Every day I visited I had to scrub in and put on a hospital gown and then just wait for the chance to do anything that made me feel like I was taking care of them. I learned all the medical terminology involved in their care and helped the nurses do everything I didn’t need a medical degree to do. The first time I was able to give one of them a sponge bath I felt like I had won the lotto. It was so rare to be able to hold them and touch them for that long.

It took nearly two months before their feeding tubes were removed and the process of teaching them to nurse or bottle feed like typical babies was long and stressful. Some days their little bodies would remember what to do and some days they would choke and have trouble breathing and end up with a feeding tube again. Our whole NICU experience was like this: One day they would make progress and we could see the light at the end of the tunnel and the next they would take ten steps backward and it would feel like they were never coming home.

By the time the babies were close to coming home, I truly thought I was going to go crazy if they spent much more time in the hospital. Logically I knew they were where they needed to be but watching other people take care of my babies day in and day out was taking a toll on me. It got harder and harder to leave them each day and the calendar was inching closer to Christmas. I couldn’t even imagine having to spend the holiday without them.

Four days before Christmas we got the news that they would be coming home one after the other and it was such a relief. One of the happiest days of my life was rocking them in a rocking chair together once they were finally home. It’s amazing what you take for granted when you have a healthy full-term baby. Their big sister was born on her due date and I never thought holding or rocking her was a luxury I would one day covet.

My youngest child was a 34 weeker and after our long NICU stay with his siblings, his 10-day hospitalization seemed so much easier, but it still didn’t change the fact that I didn’t get to take my baby home right away. I was able to do a lot to contribute to his care each day in the NICU. He was in an open crib and only needed oxygen and monitoring. At his stage in development he could tolerate being nursed and bathed and held for long periods of time.
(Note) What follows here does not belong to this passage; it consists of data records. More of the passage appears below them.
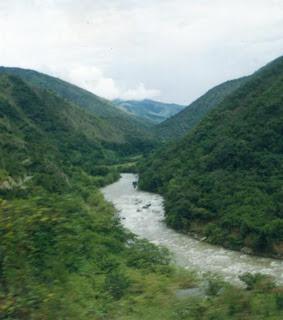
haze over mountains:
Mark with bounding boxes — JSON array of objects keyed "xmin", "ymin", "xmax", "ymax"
[
  {"xmin": 140, "ymin": 57, "xmax": 283, "ymax": 258},
  {"xmin": 113, "ymin": 99, "xmax": 185, "ymax": 124},
  {"xmin": 0, "ymin": 58, "xmax": 283, "ymax": 320},
  {"xmin": 0, "ymin": 67, "xmax": 155, "ymax": 148}
]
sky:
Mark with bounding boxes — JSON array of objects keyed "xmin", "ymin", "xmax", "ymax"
[{"xmin": 0, "ymin": 0, "xmax": 283, "ymax": 105}]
He was less fragile than his siblings so we were able to have visitors often and he even fit in the preemie clothes I often brought to the hospital. It might seem strange but something about putting him in baby clothes made his hospital stay seem a bit more normal. Seeing him in that hospital room in just a diaper with tubes and wires swirling everywhere reminded me too much of my experience with his siblings and I needed this to be different than that, less traumatic for all of us. I still had the excruciating task of leaving the hospital without him day after day though, and my post-birth hormones didn’t make it any easier.

Adjusting to life at home with preemies was complicated, especially with my 28 weekers. They had monitors — one came home on oxygen, the other on a heart monitor. There were extra doctor appointments and so many specialists to see. Despite the challenges though, I think back to those days and the days in the NICU are what I remember as the most stressful by far. Once they had made it home and I could hold them in my arms each and every day, the difficulties of their early beginnings faded away.